The remaining cases neither displayed rearrangements nor altered expression levels of any of the genes investigated. In several bone and soft tissue tumors EWSR1, FUS and TAF15 have been shown to be interchangeable 5′-partners in fusions with various transcription factor encoding genes.26 In this study, we did not find fusion of any of these genes to PBX1. Thus, the potential impact of the EWSR1PBX1 fusion gene on soft tissue MMP tumor development needs to be evaluated in larger tumor series.

This is the first study characterizing whole genome DNA copy number imbalances in soft tissue MMP tumors and the genomic imbalances detected were diverse. The only recurrent aberration of known importance for tumor development was homo- and heterozygous deletions of the region in 9p21–22 that harbors the CDKN2A and CDKN2B genes. Although CDKN2A is commonly deleted in various tumors, its status in soft tissue MMP tumors is not known. Investigations of this gene in pleomorphic adenoma have shown conflicting results.27, 28 Collectively, however, previous studies suggest that genes involved in the RB1 pathway are likely targets in the development of pleomorphic adenoma. The present findings thus imply that the RB1 pathway is likely to be involved also in the development of soft tissue MMP tumors. Defined by the deletion in case 3, the region 1.27–4.82 Mb on chromosome 19 was heterozygously lost in all cases, including the pleomorphic adenoma. Although this region contains many genes, some of which are involved in the regulation of the cell cycle, growth and apoptosis, there is no obvious candidate to be targeted by this deletion. A complex pattern of aberrations was seen in the primary tumor of case 2 with amplifications, interrupted by normal copy numbers and losses, of regions on chromosomes 6, 9 and 13. Interestingly, the complicated genetic rearrangements found already at the primary excision seemed to persist in the recurrent tumor, excised 8 years later, as the cytogenetic findings were highly similar in the two specimens.

There were several discrepancies between the karyotypes and the array-CGH data, notably in case 2. In part, this is most probably due to the higher resolution of array CGH and to the fact that many aberrations remain unresolved after G-banding analysis. Furthermore, it cannot be excluded that there were additional cell populations that due to poor proliferation in vitro were missed by the cytogenetic analysis.

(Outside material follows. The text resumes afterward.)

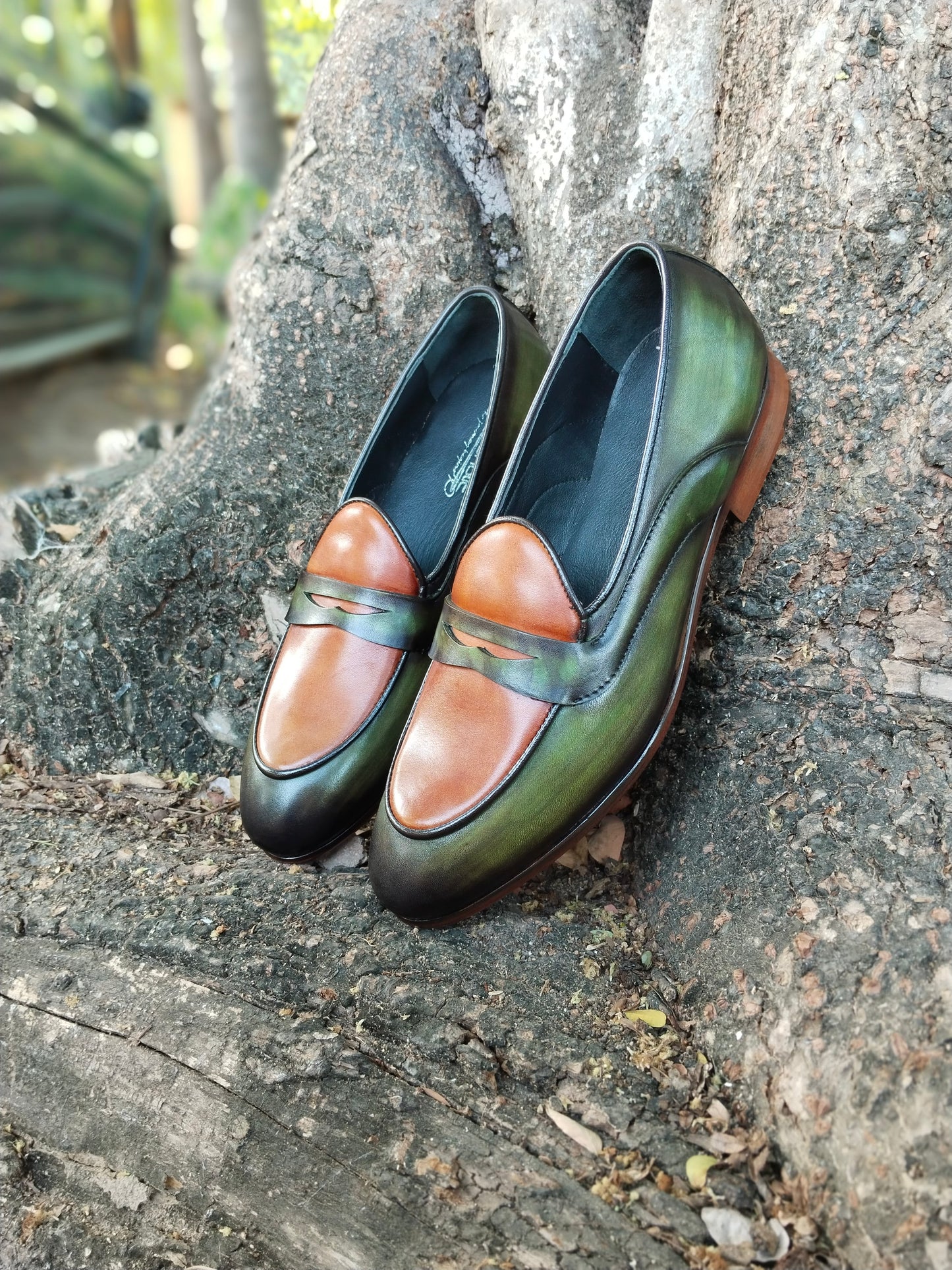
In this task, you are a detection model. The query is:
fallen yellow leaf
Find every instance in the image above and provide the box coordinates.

In conclusion, the heterogeneous genetic findings in an admittedly small series of soft tissue MMP tumors do not indicate that these neoplasms share a common genetic profile, visible at the chromosome or DNA level. Whether this is due to intrinsic heterogeneity of soft tissue MMP tumors or whether the tools to separate phenotypic subgroups within this family of tumors are still too blunt remains to be elucidated.